Die letzte wirkliche Steuerreform erfolgte bereits im Jahre 1989. Damals gab es ein Lohnsteueraufkommen von 88 Milliarden Schilling; dieses ist bis zum Jahr 1996 auf 160 Milliarden Schilling angewachsen. Das bedeutet Mehreinnahmen von 72 Milliarden Schilling alleine aufgrund der Lohnsteuereinnahmen des Finanzministers. (Beifall bei den Freiheitlichen.)

All das, meine sehr geehrten Damen und Herren, wurde auf dem Rücken der Arbeitnehmer, der unselbständig Erwerbstätigen in Österreich ausgetragen.

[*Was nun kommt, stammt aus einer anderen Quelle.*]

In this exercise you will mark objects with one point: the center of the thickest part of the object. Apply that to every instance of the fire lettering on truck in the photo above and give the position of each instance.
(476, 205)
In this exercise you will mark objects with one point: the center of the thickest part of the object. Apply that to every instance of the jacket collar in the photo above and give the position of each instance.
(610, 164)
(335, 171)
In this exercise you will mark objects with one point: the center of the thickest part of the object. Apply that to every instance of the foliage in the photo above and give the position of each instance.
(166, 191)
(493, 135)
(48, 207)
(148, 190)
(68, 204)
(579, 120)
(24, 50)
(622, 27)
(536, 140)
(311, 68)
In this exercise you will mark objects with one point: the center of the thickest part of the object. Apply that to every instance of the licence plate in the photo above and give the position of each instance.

Durch das Ausverhandeln flexibler Arbeitszeiten, ohne gleichzeitig eine Steuerreform zu vollziehen, haben wir jetzt die Bescherung. Eine flexible Arbeitszeit nur auf dem Rücken der Arbeitnehmer, die eine Lohneinbuße erleiden, bedeutet, wie zum Beispiel bei mir im Betrieb zu sehen, daß, wenn jemand 12 500 S netto verdient, er im Jahr einen Einkommensverlust von netto 6 000 S hat – und das bitte bei einem so geringen Verdienst. Am meisten trifft das jene Bevölkerungsschicht, jene Arbeitnehmer, die zwischen 12 500 S und 25 000 S netto im Monat verdienen. Diese Arbeitnehmer werden extrem bestraft! (Beifall bei den Freiheitlichen.)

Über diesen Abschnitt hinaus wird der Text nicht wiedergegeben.